Can you help me get it running?
best regards
Jörg
^ permalink raw reply [flat|nested] 6+ messages in thread
* Re: Array died during grow; now resync stopped
2015-02-02 9:41 Array died during grow; now resync stopped Jörg Habenicht
@ 2015-02-02 19:40 ` NeilBrown
2015-02-03 10:35 ` Aw: " "Jörg Habenicht"
0 siblings, 1 reply; 6+ messages in thread
From: NeilBrown @ 2015-02-02 19:40 UTC (permalink / raw)
To: Jörg Habenicht; +Cc: linux-raid
[-- Attachment #1: Type: text/plain, Size: 6762 bytes --]

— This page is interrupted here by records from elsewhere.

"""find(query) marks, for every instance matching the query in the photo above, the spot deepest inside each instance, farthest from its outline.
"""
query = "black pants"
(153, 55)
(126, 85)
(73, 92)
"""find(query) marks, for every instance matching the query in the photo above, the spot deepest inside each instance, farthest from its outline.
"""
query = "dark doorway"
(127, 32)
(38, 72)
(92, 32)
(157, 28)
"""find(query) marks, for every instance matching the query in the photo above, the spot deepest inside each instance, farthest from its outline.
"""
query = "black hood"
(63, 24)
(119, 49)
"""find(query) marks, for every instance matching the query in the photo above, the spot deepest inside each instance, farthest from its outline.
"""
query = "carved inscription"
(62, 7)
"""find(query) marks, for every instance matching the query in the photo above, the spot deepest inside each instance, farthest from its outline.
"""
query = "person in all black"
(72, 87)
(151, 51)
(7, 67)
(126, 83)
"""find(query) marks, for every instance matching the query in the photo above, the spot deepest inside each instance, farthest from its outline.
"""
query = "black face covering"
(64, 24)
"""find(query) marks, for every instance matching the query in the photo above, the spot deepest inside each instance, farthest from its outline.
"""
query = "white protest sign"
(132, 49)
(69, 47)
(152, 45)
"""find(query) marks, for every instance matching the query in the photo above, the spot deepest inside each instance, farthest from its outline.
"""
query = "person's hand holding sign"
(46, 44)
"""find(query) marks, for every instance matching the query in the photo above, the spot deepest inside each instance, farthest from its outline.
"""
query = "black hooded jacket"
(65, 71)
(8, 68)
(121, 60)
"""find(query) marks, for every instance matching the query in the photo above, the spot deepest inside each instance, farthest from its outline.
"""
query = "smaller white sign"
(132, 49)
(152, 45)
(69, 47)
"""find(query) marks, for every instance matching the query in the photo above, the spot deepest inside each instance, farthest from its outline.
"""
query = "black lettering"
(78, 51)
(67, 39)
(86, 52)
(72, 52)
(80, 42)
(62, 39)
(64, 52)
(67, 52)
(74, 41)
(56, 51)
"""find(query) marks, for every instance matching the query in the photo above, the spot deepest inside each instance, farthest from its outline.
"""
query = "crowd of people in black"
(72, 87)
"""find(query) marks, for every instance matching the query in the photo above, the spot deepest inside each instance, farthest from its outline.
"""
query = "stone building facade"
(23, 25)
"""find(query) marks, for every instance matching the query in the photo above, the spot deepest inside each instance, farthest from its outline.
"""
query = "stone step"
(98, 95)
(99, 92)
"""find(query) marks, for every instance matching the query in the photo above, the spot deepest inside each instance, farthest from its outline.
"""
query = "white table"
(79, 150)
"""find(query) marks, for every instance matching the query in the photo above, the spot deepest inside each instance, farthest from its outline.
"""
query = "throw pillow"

On Mon, 2 Feb 2015 09:41:02 +0000 (UTC) Jörg Habenicht <j.habenicht@gmx.de>
wrote:
> Hi all,
>
> I had a server crash during an array grow.
> Commandline was "mdadm --grow /dev/md0 --raid-devices=6 --chunk=1M"
>
> Now the sync is stuck at 27% and wont continue.
> $ cat /proc/mdstat
> Personalities : [raid6] [raid5] [raid4]
> md0 : active raid5 sde1[0] sdg1[9] sdc1[6] sdb1[7] sdd1[8] sdf1[5]
> 5860548608 blocks super 1.0 level 5, 256k chunk, algorithm 2 [6/6]
> [UUUUUU]
> [=====>...............] reshape = 27.9% (410229760/1465137152)
> finish=8670020128.0min speed=0K/sec
>
> unused devices: <none>
>
>
> $ mdadm -D /dev/md0
> /dev/md0:
> Version : 1.0
> Creation Time : Thu Oct 7 09:28:04 2010
> Raid Level : raid5
> Array Size : 5860548608 (5589.05 GiB 6001.20 GB)
> Used Dev Size : 1465137152 (1397.26 GiB 1500.30 GB)
> Raid Devices : 6
> Total Devices : 6
> Persistence : Superblock is persistent
>
> Update Time : Sun Feb 1 13:30:05 2015
> State : clean, reshaping
> Active Devices : 6
> Working Devices : 6
> Failed Devices : 0
> Spare Devices : 0
>
> Layout : left-symmetric
> Chunk Size : 256K
>
> Reshape Status : 27% complete
> Delta Devices : 1, (5->6)
> New Chunksize : 1024K
>
> Name : stelli:3 (local to host stelli)
> UUID : 52857d77:3806e446:477d4865:d711451e
> Events : 2254869
>
> Number Major Minor RaidDevice State
> 0 8 65 0 active sync /dev/sde1
> 5 8 81 1 active sync /dev/sdf1
> 8 8 49 2 active sync /dev/sdd1
> 7 8 17 3 active sync /dev/sdb1
> 6 8 33 4 active sync /dev/sdc1
> 9 8 97 5 active sync /dev/sdg1
>
>
> smartcrl reports the disks are OK. No remapped sectors, no pending writes, etc.
>
> The system load keeps at 2.0:
> $ cat /proc/loadavg
> 2.00 2.00 1.95 1/140 2937
> which may be caused by udevd and md0_reshape
> $ ps fax
> PID TTY STAT TIME COMMAND
> 2 ? S 0:00 [kthreadd]
> ...
> 1671 ? D 0:00 \_ [md0_reshape]
> ...
> 1289 ? Ss 0:01 /sbin/udevd --daemon
> 1672 ? D 0:00 \_ /sbin/udevd --daemon
>
>
> Could this be caused by a software lock?
Some sort of software problem I suspect.
What does
cat /proc/1671/stack
cat /proc/1672/stack
show?
Alternatively,
echo w > /proc/sysrq-trigger
and see what appears in 'dmesg'.
>
> The system got 2G RAM and 2G swap. Is this sufficient to complete?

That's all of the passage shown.